One would be hard pressed to find a trio of authors with better experience and academic credentials for writing such a book. All three have ample military experience and graduate education to support their work. They are all currently associated with the National Defense University and have substantial military service including both combat and command. The tome is well-written and understandable to the nonspecialist.

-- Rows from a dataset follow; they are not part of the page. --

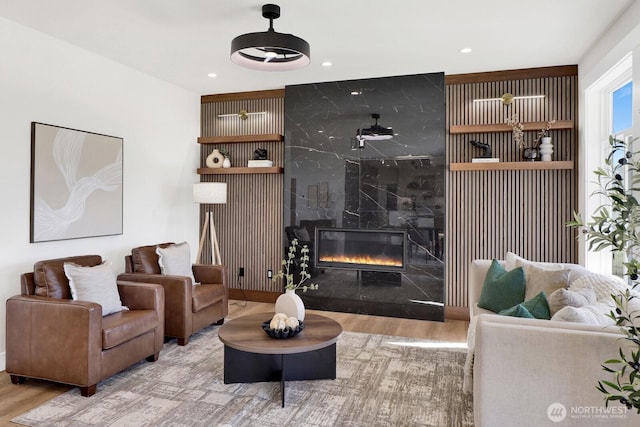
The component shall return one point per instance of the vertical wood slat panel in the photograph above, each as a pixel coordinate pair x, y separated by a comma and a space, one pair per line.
249, 227
492, 212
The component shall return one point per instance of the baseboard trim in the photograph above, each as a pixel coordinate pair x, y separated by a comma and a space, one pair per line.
450, 312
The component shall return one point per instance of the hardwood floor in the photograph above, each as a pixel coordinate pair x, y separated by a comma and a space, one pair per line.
16, 399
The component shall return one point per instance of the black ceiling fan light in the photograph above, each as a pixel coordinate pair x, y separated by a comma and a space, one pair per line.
375, 131
270, 50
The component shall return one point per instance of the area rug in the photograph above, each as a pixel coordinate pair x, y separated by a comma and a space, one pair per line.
381, 381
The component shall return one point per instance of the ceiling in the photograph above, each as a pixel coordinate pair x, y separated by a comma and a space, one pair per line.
182, 41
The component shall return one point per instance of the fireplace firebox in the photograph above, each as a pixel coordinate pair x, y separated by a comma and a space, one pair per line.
374, 250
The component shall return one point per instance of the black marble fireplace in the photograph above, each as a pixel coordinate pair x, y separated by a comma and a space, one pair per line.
384, 194
374, 250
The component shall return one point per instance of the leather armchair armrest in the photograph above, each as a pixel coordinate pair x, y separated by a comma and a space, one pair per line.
205, 273
141, 296
178, 290
145, 296
46, 336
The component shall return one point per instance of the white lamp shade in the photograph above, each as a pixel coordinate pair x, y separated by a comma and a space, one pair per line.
210, 192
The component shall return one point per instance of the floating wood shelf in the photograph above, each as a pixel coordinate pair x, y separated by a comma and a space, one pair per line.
267, 137
502, 127
238, 171
511, 166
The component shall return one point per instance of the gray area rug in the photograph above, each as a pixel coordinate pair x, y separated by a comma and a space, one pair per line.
381, 381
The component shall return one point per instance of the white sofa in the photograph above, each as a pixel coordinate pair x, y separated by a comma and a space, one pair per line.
527, 371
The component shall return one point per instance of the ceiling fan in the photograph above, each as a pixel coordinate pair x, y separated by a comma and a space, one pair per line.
375, 132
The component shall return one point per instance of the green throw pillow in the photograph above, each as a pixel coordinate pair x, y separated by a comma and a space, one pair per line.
517, 311
502, 289
536, 307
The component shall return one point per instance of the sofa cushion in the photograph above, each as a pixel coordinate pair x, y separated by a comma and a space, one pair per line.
95, 284
145, 258
604, 285
175, 260
568, 297
539, 280
592, 314
518, 311
50, 279
205, 296
502, 289
121, 327
536, 307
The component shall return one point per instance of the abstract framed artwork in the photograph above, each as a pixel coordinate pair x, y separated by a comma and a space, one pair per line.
76, 184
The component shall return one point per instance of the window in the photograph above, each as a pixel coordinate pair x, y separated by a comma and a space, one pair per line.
608, 111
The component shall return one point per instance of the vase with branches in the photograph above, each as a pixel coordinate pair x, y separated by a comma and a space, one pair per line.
616, 226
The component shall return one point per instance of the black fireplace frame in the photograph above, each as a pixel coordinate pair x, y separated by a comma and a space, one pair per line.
363, 267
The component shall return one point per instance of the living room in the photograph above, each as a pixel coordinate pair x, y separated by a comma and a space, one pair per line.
48, 79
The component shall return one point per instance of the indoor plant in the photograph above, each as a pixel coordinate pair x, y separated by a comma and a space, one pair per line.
290, 303
616, 226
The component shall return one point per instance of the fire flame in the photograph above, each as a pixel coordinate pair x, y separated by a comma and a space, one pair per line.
366, 260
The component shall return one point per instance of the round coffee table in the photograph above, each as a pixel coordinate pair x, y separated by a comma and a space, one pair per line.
250, 355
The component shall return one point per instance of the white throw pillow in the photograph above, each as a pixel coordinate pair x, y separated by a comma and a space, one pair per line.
513, 260
95, 284
540, 279
592, 314
175, 260
603, 285
575, 298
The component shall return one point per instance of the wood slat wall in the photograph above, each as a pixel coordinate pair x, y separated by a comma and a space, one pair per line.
523, 211
249, 226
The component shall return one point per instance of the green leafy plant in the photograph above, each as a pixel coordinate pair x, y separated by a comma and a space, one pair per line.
289, 264
616, 226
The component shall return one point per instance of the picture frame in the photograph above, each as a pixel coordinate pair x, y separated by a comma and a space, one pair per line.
76, 184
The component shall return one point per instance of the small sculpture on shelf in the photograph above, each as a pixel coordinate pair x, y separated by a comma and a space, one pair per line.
260, 154
486, 149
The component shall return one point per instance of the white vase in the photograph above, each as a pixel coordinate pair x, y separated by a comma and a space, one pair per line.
546, 149
215, 159
290, 304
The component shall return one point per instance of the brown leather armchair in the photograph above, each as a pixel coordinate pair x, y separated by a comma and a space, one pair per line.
188, 308
52, 337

From Kabul to Baghdad is not “drum and trumpet” history though. It gives enough on military operations to support the strategic and political aspects of the struggles. It does cover the battles of Fallujah in 2004 in a summary way but does not dwell on every combat. The tale uses a chronological pattern in general, starting with 9/11 and then OEF. It agrees with the usual interpretation that the Afghanistan operation went exceedingly well notwithstanding the tactical disappointments of Tora Bora and Anaconda. It also agrees with a substantial part of current literature on the wars to the effect that the fruits of the victories of 2001–02 were lost when the strategic focus shifted from Afghanistan to Iraq in 2003. To some extent, the losses were salvaged by the surges in both places, but the final outcomes are yet to be known.

After the experiences of Kaiser Wilhelm and Adolph Hitler in the last century, and that of Napoleon before, it is remarkable scholars find it necessary to warn us of the difficulties in fighting two conflicts at once. But the scale of things then was so different from the current world situation that many would counter with the “history does not repeat itself” argument, also citing past cases where dual wars were won. But Kabul to Baghdad does recognize that the world has changed and is changing in unpredictable ways. The Westphalia system founded in the seventeenth century, wherein the state was the determinant of outcomes, was still operationally dominant in Napoleon’s and Hitler’s days. But now, these authors agree, it is changing because of technology, the Internet, and globalization. Now nonstate actors are becoming increasingly important, and the dominance of the state is diminishing. One consequence is that though conventional forces remain important and need to be sustained, irregular warfare is and will remain on the rise, and a different capability to face that problem must also be supported.

From Kabul to Baghdad and Back is a first-class work. If the military professionals have time to read but one book this year, they would be well advised to make this the one.

David R. Mets, PhD

Niceville, Florida

"The views expressed are those of the author(s) and do not reflect the official policy or position of the US government or the Department of Defense."